Caspase-7 has been termed as an executioner caspase with implications in cell death and proteolysis. It has also been previously reported to be upregulated in case of acute brain tissue injury in rats, suggesting its role in neuronal cell death [26]. It is known that caspase-7 in association with caspase-12 has been linked to the endoplasmic reticulum pathway of apoptosis which is induced via stress, and further activates the effector caspase-3 [6]. The elevated caspase-7 (executioner caspase) could be responsible for the induction of inflammatory responses and cell death via apoptosis in COPD. An increased MMP-2 expression in the lung periphery has been reported to be associated with worsened lung function and increased emphysema, thus it is important for lung tissue remodelling and inflammation in COPD [27]. Corroborating the elevated MMP-2 in COPD, we report a significant increase in MMP-2 expression in COPD patients as compared to controls. The absence of lung tissue remodelling processes in Asthma as compared to COPD, also aligns well with our observation for nonsignificant difference in serum MMP-2 in controls and Asthma patients.

The mass spectrometric analysis of COPD proteome also identified positive fold-change in MMP-2 expression. We speculate that the difference in serum MMP-2 in COPD vs Asthma can be exploited as a differentiating biomarker between Asthma and COPD, along with other respiratory diseases in a larger cohort. The increased ROS in COPD patients is an indication of the elevated protease activities that results in upregulation of the cellular oxidative stress. Moreover, the increased ROS could also be correlated with the altered ionic balance and release of inflammatory cytokines which aid in the severity of the disease.

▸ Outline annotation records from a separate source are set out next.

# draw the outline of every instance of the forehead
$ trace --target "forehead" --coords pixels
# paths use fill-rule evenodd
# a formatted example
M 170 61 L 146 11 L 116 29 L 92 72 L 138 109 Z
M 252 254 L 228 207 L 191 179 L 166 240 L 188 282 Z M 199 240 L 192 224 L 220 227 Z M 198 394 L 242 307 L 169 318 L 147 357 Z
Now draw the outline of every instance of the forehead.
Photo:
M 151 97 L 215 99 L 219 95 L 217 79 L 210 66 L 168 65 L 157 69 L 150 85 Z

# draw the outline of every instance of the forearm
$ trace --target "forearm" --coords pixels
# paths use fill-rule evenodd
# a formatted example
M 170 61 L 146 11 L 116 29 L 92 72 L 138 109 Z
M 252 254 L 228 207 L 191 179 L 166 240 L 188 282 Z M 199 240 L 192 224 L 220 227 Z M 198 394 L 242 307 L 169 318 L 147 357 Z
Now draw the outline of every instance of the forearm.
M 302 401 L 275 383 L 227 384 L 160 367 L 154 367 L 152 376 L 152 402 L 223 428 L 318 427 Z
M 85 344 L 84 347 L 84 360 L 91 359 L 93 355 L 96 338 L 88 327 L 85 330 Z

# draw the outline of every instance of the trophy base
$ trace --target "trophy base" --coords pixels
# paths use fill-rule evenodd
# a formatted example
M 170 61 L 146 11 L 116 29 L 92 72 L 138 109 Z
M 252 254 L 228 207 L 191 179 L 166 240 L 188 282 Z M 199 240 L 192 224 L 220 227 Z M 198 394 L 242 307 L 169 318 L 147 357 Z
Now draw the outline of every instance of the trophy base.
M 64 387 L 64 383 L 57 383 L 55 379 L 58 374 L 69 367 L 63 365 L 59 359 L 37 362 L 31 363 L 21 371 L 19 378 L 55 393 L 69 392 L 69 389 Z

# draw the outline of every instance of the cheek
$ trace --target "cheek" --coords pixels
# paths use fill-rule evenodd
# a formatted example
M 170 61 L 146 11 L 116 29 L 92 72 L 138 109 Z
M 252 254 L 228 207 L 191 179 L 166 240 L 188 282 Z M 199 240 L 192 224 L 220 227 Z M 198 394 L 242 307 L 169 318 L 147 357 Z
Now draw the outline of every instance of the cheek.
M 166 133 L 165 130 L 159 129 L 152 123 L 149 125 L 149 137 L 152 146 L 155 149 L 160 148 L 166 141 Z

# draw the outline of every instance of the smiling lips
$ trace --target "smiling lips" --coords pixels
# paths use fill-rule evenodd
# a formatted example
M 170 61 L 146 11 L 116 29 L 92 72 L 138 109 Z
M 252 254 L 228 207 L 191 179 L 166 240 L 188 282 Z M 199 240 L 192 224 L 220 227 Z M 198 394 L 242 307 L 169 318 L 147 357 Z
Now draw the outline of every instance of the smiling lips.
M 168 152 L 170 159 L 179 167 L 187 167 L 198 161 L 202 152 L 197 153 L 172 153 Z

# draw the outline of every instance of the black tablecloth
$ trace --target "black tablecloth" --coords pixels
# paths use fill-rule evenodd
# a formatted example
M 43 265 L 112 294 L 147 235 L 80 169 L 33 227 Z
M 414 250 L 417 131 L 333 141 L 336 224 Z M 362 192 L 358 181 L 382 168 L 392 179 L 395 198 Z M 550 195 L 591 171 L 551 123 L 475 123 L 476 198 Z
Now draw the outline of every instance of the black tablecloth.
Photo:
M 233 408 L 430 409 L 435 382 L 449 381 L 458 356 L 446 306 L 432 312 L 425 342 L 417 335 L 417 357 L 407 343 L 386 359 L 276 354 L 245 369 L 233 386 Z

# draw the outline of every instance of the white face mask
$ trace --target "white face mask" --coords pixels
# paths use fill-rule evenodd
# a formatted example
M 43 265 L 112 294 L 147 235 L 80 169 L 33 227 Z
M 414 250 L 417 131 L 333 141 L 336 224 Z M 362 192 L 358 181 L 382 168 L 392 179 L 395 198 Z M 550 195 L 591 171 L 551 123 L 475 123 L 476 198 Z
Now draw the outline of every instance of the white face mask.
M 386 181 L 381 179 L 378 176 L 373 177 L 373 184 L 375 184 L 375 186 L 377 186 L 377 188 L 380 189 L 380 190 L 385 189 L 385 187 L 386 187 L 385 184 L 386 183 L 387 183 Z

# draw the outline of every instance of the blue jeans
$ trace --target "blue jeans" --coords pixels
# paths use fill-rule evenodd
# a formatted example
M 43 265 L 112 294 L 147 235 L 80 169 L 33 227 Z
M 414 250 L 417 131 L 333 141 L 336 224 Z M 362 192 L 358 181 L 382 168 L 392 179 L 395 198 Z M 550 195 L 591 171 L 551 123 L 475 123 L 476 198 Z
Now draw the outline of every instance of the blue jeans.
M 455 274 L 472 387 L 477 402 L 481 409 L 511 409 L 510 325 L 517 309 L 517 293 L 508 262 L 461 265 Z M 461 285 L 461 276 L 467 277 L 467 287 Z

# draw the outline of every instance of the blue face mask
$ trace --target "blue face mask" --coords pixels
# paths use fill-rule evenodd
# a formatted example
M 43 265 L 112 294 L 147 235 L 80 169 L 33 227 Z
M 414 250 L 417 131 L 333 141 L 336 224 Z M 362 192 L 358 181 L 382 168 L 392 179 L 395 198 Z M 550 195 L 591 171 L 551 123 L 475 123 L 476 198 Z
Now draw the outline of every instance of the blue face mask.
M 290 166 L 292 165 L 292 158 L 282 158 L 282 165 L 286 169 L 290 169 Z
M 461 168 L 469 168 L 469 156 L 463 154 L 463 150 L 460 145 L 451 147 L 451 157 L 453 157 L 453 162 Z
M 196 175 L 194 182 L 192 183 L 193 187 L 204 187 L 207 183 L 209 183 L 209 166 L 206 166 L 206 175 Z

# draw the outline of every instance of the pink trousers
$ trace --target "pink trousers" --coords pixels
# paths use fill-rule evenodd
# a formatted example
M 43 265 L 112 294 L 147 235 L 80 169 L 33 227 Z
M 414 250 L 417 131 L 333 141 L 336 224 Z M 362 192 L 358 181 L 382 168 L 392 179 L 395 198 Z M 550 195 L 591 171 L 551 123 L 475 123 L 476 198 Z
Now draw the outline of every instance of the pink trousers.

From the present study, following inferences have been made- 1) Serum NE cannot be used as distinctive biomarker of COPD, as we observed significantly higher serum NE in Asthma also; 2) decrease in DPP-IV could be due to suppression of inflammatory responses and hence does not specifically represent COPD signatures; 3) caspase-7, an executioner caspase which would have been recruited from multiple inflammatory signals, not specifically from COPD; 4) elevated ROS could also be a representation of higher protease activities and hence cannot be sourced alone from COPD and 5) increased MMP-2 expression, validated by ELISA as well as by mass spectrometric analysis, correlates well with emphysema in COPD, as well as in distinguishing Asthma from COPD.

Conclusions

The dysregulation of proteases and anti-proteases in COPD has been reported previously in various studies. NE has been repeatedly shown to be a biomarker of COPD, but elevation of serum NE in both COPD and Asthma, can limit its specificity as a distinctive biomarker for COPD. Owing to the role of MMP-2 in extracellular remodeling processes in COPD alsone and correlating the increased expression in COPD, we speculate that MMP-2 can serve as distinctive biomarker for stable COPD. Moreover, the elevated serum MMP-2 have also been quantitatively estimated and further validated by the mass spectrometry data. Therefore our study concludes that MMP-2 should be validated as a candidate biomarker for COPD; further subjected to its rigorous validation by conducting large cohort studies.